Spannende Fragen nicht nur damals in den Jahren nach dem Tod Jesu, sondern auch in unserer heutigen Zeit.
Wortführer gibt es ja genug, oder besser solche, die sich dafür halten. Ob sie nun Präsidenten sind, Politiker oder das, was man heute Influencer nennt. Alle von ihrer eigenen Weisheit überzeugt, alle von der Dummheit anderer lebend, die ihnen oft die Taschen füllen. Von ihnen kann man nicht erwarten, dass Ihre Worte das notwendige Gute für die Menschen in die Welt bringen. Da muss man schon froh sein, wenn sie keinen Schaden anrichten. Im Großen, wie im Kleinen. Weise sind sie jedenfalls nicht, bestenfalls clever.
Schriftgelehrte, die interpretieren, wie etwas zu verstehen ist, gibt es nicht weniger. In jeder politischen Nachrichtensendung, in jeder Talkshow braucht man sie, schlicht weil es bei den Mächtigen aus der Mode gekommen ist, klar zu sagen, was man vorhat, was man tun will, sondern alles so im Offenen lässt, dass man am Ende aus dem Gesagten auch das Gegenteil dessen herausfiltern kann, wenn der Wind sich dreht. Die guten geben sogar zu, dass es auch ganz anders kommen kann, als sie es gerade erklärten. Gott sei Dank ist die Aufgabe der Schriftgelehrten von heute nicht mehr, Regeln zu formulieren, wie in der Zeit Jesu. Wieviel Leid hätte erspart werden können!
Wo ist ein Weiser? Es gibt sie noch in der Wirtschaft – die fünf Wirtschaftsweisen, ob sie allerdings das repräsentieren, was man in der Geschichte unter einem Weisen verstand, darf man sicher bezweifeln. Es gibt viele Fachleute, aber wo sind die Weisen. Die, die mehr verstehen als Ihr eigenes Fach, die auch selbst Klugheit nicht mit Weisheit verwechseln, Menschen, auf die man bauen könnte.

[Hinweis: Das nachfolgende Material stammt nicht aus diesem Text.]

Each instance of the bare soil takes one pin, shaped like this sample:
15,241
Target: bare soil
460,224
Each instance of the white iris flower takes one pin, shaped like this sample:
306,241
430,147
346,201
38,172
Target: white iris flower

Das Tröstliche im Korintherbrief: Egal wo und wie sie sind – man braucht sie eh nicht. Ganz im Gegenteil sogar, denn nach Paulus hat Gott das Törichte, das Schwache und das Niedrige erwählt, um die Weisen, die Starken und die Hochnäsigen zu vernichten. (Verse 25-29) Vernichten nicht im Sinne von Mord und Totschlag, sondern sie einfach auf den Boden der Realität herunterzuholen.

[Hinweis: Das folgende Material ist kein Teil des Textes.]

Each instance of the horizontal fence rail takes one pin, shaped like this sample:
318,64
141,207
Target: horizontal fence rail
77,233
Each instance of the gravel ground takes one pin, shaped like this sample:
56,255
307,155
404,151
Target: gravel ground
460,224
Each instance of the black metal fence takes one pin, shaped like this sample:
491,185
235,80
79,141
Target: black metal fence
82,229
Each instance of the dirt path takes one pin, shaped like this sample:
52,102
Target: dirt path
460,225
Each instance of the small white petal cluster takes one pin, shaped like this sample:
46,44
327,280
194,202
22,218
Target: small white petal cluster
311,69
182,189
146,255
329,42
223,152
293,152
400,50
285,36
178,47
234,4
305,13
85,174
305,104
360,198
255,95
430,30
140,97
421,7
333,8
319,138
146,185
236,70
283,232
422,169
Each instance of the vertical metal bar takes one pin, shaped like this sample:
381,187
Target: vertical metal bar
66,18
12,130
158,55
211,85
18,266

Der weiseste Satz, den ich in meinem bisherigen Leben hörte, stammt von einer einfachen Frau aus einem schwäbischen Dorf: „D`r Herrgott hot an große Tiergarte“. Es ist ein Garten mit vielen ganz verschiedenen Menschen und die dürfen da auch alle sein – ob sie mir jetzt gerade passen oder nicht. Daseinsrecht für alle! Was wäre das für eine Welt, wenn Menschen wie diese einfache Frau sie prägen dürften. Und wir Gott regieren ließen in all seiner Weisheit.